Today, buried under quick sands, the city is being excavated. Archaeologists managed to find the base of a 9th-century minaret which is 11 meters in diameter. This is a metre more than the size of the basis of the famous Bukhara minaret Kalyan (early 12th century) – the highest minaret in Central Asia. Judging by the basis the minaret in Paikend was much higher. Time did not spare the minaret. And the main reason of its destruction was the material it was made of – adobe bricks. Interesting enough, but the builders of Kalyan took into account this sad experience and used baked bricks instead of adobe ones.

Among archaeological findings is the very first pharmacy in Central Asia. It was discovered in the center of Paikend. During the excavation works, alongside with glass jars for phlebotomy and a cup with wax residue, the archeologists found two documents in Arabic. One of them contained the date it had been written: June 30, year of 790. Archaeologists also unearthed perfect samples of glass items and glazed pots. On one of them there was a decorative inscription in Arabic ligature which said: "Eat and drink as you please". All these artifacts took a worthy place in the museum of "History of Paikend".

Vabkent MinaretThe ancient city is preparing for a new phase of its life as a large center of international tourism. It is planned to construct a hotel stylistically resembling a medieval caravanserai, and to organize a youth camp. With the assistance of UNESCO, Paikend will be turned into historical-landscape museum-reserve.

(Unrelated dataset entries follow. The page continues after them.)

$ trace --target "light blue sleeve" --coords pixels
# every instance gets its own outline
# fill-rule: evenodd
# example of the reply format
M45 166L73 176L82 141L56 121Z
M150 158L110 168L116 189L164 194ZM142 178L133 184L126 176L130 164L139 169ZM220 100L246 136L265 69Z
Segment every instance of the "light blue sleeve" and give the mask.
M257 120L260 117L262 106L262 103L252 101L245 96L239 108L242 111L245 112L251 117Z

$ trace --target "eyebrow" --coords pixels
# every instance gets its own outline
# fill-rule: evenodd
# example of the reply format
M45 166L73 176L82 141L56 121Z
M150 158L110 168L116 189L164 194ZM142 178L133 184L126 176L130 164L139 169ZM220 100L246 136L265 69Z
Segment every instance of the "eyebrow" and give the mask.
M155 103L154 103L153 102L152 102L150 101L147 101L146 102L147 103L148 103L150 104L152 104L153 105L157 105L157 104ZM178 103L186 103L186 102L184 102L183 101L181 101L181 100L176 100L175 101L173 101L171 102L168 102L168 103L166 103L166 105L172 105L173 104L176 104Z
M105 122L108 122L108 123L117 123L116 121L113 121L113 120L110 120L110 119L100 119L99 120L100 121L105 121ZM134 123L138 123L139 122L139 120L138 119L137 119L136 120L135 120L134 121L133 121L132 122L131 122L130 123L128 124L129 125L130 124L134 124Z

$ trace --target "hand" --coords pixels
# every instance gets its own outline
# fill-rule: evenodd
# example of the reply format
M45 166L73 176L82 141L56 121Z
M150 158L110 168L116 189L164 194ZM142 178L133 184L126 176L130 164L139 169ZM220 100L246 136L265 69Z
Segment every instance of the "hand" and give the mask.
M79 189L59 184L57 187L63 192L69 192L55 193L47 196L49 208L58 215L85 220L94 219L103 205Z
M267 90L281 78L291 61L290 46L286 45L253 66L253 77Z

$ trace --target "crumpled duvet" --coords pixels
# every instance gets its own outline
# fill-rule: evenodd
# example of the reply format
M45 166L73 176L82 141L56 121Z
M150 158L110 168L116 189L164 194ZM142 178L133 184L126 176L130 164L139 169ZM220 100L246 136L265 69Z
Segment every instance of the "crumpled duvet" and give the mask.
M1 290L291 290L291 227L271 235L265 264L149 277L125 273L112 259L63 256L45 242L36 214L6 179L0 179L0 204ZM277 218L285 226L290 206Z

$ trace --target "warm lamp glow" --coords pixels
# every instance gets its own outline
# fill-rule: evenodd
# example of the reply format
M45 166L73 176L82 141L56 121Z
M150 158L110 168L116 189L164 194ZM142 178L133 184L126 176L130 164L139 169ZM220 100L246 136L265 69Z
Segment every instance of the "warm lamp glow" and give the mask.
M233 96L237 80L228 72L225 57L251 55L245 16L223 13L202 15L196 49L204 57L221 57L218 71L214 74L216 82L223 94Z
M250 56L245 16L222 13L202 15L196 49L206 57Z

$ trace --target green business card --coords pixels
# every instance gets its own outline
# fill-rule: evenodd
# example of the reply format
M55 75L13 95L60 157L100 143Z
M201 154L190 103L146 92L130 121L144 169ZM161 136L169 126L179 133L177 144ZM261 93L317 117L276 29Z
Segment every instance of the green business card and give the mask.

In the village of Vabkent, 20km northeast of Bukhara, is the Vabkent Minaret, a Karakhanid tower 39m tall that was built by Bukhari ad-Din Ayud al-Aziz in 1196. The second-largest minaret in the Bukhara oasis after the Kalyon Minar, it was originally part of a Friday Mosque complex. As per this taller, slightly earlier model, the Vabkent Minaret tapers towards the top and is crowned with a lanternlike shape, the base of which is decorated with stalactites. The trunk of the minaret is divided into eight ornamental bands, each decorated with calligraphy. Now the minaret is gloriously incongruous between a parking lot and the local branch of the Ministry of Health.